While the school will be held Monday nights, the Cranbrook Chess Club itself runs every Wednesday evening in a public access classroom in the Cranbrook Alliance Church. Members represent all age groups and abilities.
“We’ve got several members who are just below the Master’s level — so really high,” Dekkers said. “They would love to try to get Cranbrook and the national and possibly even the international competition point.
When you start as a younger player — in your teens or even in elementary school, that’s where you’re going to discover talent, and if those young flexible brains start to engage in the game and they really have a talent then they can soar really high, incredibly fast. That’s what we want to achieve as well — that we’re going find several players like that as well.
But Dekkers says it’s important to remember that the beauty of the game is that anyone, at any level, at any level of talent, can enjoy the game.
“Because at anyone’s level it’s an equal match, and equal challenge. As long as you match your opponents properly — and we have enough player variety to do that — then you can have a really fun game.”
Dekkers references a 2013 film “Life of a King,” based on the story of Eugene Brown, who learned to play chess in prison. When he got out, he wanted to help children discover the game as well, and went on to found a prestigious chess school in Washington, D.C.

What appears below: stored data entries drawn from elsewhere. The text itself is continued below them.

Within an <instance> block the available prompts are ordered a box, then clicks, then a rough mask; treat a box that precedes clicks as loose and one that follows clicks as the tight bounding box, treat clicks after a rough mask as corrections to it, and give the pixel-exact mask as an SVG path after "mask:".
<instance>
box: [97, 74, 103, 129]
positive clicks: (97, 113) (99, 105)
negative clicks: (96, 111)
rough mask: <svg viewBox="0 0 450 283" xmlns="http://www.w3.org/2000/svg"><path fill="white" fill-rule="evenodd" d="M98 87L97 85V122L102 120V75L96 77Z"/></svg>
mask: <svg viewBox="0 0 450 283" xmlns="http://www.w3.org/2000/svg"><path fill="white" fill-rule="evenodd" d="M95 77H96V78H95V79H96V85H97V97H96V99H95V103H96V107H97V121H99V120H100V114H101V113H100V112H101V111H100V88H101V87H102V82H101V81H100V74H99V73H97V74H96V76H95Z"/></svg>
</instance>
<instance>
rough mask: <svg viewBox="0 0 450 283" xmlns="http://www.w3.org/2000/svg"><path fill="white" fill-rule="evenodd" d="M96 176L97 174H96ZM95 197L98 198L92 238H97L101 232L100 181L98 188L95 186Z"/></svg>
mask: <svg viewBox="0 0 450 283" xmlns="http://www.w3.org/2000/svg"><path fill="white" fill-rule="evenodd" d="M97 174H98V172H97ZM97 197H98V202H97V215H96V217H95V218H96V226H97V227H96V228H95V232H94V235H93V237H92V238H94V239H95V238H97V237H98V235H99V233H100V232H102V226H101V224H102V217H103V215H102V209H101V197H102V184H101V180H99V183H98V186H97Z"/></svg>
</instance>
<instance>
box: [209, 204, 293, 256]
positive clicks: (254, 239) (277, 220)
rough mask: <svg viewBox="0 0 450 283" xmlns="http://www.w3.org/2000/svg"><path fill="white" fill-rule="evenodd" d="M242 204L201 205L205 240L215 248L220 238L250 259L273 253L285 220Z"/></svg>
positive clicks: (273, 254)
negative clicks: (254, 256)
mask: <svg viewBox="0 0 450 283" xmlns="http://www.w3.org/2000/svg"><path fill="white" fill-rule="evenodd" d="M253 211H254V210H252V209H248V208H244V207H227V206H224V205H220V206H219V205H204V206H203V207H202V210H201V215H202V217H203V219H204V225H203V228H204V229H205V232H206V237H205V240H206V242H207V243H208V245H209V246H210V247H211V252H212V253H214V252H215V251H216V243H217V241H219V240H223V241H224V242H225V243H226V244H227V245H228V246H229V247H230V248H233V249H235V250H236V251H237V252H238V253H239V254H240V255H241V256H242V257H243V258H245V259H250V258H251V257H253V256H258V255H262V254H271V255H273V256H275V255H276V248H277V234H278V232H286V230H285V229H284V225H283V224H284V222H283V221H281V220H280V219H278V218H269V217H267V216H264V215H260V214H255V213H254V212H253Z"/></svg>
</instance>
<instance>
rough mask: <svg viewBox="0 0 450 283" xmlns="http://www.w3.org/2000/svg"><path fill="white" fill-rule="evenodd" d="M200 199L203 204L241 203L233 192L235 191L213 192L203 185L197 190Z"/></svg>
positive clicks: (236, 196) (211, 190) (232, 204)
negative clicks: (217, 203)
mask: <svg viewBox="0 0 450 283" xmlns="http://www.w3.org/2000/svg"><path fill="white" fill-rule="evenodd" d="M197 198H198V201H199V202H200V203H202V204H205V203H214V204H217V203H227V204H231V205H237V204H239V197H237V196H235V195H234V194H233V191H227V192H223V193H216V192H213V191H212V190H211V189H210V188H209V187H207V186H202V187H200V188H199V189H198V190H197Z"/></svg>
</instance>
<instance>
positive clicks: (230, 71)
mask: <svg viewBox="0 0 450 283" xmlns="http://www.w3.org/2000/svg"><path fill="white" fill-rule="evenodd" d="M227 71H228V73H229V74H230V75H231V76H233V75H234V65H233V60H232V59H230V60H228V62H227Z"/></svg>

“Because the game shows you, very strongly, the consequences of cause and effect. You make this choice, this will be the outcome. You think early on in your life that something isn’t important, it’s going to haunt you 20 years down the road.

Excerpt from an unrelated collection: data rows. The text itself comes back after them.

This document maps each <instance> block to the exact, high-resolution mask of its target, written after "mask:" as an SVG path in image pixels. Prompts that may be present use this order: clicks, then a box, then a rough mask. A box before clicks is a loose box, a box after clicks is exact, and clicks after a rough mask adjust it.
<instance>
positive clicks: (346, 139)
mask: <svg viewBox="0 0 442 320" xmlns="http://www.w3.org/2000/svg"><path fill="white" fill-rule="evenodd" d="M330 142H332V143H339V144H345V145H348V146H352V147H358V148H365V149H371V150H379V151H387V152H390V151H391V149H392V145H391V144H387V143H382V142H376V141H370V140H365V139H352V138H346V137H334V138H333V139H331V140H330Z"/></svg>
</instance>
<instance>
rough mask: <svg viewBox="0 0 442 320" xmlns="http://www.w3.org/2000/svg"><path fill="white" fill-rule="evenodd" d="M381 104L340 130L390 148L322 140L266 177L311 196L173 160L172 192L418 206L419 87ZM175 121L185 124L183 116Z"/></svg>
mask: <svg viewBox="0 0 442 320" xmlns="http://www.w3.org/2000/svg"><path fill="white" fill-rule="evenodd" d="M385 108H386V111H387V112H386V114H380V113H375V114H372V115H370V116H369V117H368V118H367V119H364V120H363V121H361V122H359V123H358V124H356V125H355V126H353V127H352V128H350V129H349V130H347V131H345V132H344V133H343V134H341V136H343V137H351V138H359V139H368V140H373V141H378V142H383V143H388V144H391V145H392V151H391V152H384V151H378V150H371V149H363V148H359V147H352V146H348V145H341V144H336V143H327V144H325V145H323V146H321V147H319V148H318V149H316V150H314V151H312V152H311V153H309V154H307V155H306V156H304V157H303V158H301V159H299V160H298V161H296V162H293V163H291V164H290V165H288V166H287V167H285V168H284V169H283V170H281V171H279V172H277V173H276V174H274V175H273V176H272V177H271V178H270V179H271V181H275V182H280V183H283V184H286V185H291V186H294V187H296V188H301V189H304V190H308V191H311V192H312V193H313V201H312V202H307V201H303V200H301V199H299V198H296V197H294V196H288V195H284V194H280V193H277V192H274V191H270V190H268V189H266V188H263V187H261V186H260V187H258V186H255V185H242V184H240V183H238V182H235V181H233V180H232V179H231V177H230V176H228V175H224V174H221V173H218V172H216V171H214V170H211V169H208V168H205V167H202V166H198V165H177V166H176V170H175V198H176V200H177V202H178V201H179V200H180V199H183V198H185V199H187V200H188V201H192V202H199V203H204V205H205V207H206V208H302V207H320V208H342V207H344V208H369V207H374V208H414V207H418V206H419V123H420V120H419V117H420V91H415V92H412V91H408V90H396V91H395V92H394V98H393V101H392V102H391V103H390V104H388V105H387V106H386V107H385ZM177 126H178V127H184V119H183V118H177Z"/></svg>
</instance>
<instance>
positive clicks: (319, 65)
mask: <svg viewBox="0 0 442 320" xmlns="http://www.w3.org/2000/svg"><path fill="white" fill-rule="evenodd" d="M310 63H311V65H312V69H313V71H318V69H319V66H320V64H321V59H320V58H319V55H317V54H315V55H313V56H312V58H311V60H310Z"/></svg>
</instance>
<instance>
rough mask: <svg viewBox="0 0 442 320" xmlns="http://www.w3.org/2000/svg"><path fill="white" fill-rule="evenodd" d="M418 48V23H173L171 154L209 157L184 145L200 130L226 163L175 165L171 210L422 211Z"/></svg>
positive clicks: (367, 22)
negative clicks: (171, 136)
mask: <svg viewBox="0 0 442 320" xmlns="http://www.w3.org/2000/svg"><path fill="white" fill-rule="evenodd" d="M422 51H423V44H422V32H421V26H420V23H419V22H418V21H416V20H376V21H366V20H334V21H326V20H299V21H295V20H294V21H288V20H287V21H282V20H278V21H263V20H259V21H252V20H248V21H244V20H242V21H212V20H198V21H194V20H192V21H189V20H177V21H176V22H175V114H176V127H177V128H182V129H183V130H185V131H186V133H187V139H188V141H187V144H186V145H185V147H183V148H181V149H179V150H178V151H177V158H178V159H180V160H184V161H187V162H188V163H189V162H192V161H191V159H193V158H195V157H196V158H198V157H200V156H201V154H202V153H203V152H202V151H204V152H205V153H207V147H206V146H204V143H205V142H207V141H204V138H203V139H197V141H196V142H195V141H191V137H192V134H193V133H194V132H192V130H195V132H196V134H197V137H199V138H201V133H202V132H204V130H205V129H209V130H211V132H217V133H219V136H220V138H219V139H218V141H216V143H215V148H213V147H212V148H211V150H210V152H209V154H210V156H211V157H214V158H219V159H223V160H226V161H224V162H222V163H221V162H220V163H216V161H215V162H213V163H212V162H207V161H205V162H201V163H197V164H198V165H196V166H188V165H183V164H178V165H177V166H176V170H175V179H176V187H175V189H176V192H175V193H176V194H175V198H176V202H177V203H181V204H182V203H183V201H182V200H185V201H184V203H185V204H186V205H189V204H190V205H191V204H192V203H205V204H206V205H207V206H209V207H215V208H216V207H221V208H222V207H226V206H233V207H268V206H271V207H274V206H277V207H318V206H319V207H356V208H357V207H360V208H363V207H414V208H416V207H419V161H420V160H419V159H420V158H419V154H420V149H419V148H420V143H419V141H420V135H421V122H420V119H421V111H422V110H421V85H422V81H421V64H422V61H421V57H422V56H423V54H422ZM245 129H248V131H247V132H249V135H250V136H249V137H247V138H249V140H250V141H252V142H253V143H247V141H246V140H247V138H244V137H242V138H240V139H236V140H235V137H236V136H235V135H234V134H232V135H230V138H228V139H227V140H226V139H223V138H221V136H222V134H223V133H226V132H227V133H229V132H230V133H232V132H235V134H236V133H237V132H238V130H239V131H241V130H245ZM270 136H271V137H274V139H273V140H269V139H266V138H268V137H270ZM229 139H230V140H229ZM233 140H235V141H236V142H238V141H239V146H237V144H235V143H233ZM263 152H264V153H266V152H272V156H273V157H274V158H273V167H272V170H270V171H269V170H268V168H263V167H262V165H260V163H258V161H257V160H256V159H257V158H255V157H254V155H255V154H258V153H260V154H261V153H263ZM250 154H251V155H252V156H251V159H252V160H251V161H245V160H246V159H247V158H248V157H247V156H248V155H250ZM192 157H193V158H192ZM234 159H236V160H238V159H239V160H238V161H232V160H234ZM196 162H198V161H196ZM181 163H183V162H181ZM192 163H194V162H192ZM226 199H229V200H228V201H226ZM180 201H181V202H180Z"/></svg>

The game of chess is very suitable to teach those life lessons — to have a play, to think it through, and how a mistake can become a real problem, or something that looks like a minor detail can actually very important.
“It’s a very healthy game. You can’t go wrong with playing chess. You can’t lose your money at it, you can’t become addicted, you don’t develop dangerous habits. You’re playing with other people, it’s relational.”

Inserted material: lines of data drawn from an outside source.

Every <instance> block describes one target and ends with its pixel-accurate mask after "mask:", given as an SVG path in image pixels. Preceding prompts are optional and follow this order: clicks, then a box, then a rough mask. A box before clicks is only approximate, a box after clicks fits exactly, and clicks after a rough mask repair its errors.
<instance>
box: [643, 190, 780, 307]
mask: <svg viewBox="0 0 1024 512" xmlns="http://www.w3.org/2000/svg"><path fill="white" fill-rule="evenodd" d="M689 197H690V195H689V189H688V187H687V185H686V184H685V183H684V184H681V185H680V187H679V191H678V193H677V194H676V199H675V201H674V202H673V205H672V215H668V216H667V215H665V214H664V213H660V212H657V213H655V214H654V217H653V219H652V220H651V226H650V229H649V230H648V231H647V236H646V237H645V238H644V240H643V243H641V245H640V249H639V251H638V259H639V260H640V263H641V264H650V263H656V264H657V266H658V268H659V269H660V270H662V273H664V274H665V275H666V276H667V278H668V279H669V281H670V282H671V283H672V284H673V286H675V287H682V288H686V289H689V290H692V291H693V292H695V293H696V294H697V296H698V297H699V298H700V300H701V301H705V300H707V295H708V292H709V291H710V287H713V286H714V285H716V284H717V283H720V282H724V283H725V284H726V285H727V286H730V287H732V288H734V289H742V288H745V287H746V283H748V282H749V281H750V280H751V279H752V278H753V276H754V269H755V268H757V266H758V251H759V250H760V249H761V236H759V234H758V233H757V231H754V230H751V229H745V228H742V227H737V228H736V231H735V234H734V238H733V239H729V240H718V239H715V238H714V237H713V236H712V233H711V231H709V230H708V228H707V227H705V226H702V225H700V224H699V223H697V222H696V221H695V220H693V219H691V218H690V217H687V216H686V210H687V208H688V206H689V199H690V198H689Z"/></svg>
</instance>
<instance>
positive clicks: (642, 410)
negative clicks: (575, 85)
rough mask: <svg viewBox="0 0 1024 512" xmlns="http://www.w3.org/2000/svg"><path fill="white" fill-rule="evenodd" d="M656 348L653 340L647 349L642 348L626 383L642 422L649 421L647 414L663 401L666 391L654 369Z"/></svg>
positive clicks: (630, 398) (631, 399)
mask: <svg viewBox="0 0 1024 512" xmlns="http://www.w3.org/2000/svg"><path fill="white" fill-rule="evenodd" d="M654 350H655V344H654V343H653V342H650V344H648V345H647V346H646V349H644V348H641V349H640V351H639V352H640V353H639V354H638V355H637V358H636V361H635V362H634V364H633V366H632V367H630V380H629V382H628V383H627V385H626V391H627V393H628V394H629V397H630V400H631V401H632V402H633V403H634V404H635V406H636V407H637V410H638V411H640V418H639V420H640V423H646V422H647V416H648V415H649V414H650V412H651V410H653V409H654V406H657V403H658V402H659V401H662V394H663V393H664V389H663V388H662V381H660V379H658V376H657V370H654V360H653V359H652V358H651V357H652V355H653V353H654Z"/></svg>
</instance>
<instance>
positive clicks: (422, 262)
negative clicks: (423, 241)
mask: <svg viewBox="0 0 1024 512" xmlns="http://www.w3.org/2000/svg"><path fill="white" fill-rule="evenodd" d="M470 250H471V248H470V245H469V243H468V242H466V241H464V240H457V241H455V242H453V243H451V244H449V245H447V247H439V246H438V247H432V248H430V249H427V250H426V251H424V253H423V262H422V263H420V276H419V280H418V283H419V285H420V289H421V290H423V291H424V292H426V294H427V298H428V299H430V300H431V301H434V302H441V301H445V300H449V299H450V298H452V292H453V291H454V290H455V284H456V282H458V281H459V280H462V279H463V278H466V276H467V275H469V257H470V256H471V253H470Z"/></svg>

The club uses a common ranking system — a statistical process of seeing how well one plays, in comparison with others, determing probabilities of the outcome of each match and expressing each outcome with points.
“With the ranking already in place — and we have played 500 games now together — we have a very accurate idea of where everybody ranks,” Dekkers said. “And the ranking is a beautiful thing, almost a straight line when you graph it out. That means a novice chess player can come and play with other novices, and a lower intermediate player can come and we have several lower intermediate players. And if an advanced player comes — almost at Master level — then we have advanced players as well to play against. We have players of all levels.
“As a co-op, of course, all rankings over time start to increase, because you’re all together and you’re paying attention to your game and your development. So everybody gets better.”
For more information on the Cranbrook Chess Club and the upcoming Cranbrook Summer Chess School, check out the website cranbrookchess.com, or Cranbrook Chess on Facebook, or email firstname.lastname@example.org.
“We feel that if we create this, and it’s successful, then it could create an avenue for a number of youth who are interested in it,” Dekkers said.